NB: I'm not an anti-vaxx/conspiracy/'it's just a cold' loon... but out of curiosity, if we had lateral flow tests for the flu, do you think the numbers of positive tests, and general numbers around positive tests/hospitalisations/deaths would be in anyway similar? Just idly wondering and hadn't seen any discussion around it.
I can do this one, its just a quetion of how brief and concise I can manage to make it:
The headline answer would be no, but there would be a few yes's in the longer answer too.....
In an influenza pandemic or a bad influenza epidemic year, which would feature a large wave, you could perhaps get some similarities in sheer case numbers if we actually did routine mass diagnostics testing for that strain of flu at the time. But those giant epidemics and pandemics dont come along all that often.
And health services are used to being placed under significant pressure during such waves. But they happen far less frequently than with the Covid virus so far. And there are a lot of existing treatments for flu, and we have used vaccines over many years to reduce the burden. There are some similarities in terms of the age profiles of those most severely affected, some of which end up reducing pressure on intensive care and ventilation because we dont do that sort of care for the oldest and frailest people as much as we attempt it for younger people.
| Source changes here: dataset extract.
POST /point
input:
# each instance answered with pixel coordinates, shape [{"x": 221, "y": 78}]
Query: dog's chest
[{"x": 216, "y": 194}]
But there are still differences in scale which make the nature of the covid waves so far quite a lot worse than typical flu epidemics and we havent had a really really bad flu pandemic for a long time. On paper, fears about brand new types of flu, such as ones that could adapt from birds to humans far more than has been the case so far, do envisage challenges that could be on a comparable scale to this covid pandemic - hopefully it will be a long time before this is demonstrated to everyone in a dramatic fashion. A lot of the planning for such pandemics tends to assume that we wont be starting from scratch in terms of treatments for those though, that for example some of the existing influenza antiviral treatments would help, even if suitable vaccines were not available for a while.
In terms of deaths, lack of mass testing has left this subject as one where there is significant divergence in attitudes between different professionals. Some people in healthcare woefully undercount the number of deaths that flu is implicated in, and arguments about this aspect have emerged on this forum from time to time during the current pandemic. It doesnt get on death certificates as much as it should either. Ultimately we can work round these issues by looking at overall total deaths and excess deaths during periods where a flu epidemic is happening. I have graphs of deaths per day going back to 1970 which demonstrate that on a few occasions there have been pandemics and epidemics of flu which can result in peaks of all cause death that are not dissimilar in size to the death peaks from all causes seen in the first two waves of this covid pandemic. However we need to keep in mind that the similar scale of death is a distorted comparison in that the flu epidemics and pandemics were not met with anything like the same scale of non-pharmaceutical interventions as the first few covid waves were met with. For example there are some studies which estimate that if the UK had taken a Sweden-like approach to the first wave, we would have had twice as many deaths as we actually had, and if accurate that would have pushed the covid death peak much further beyond the death levels seen in the very worst flu epidemics and pandemics of the last 50 years.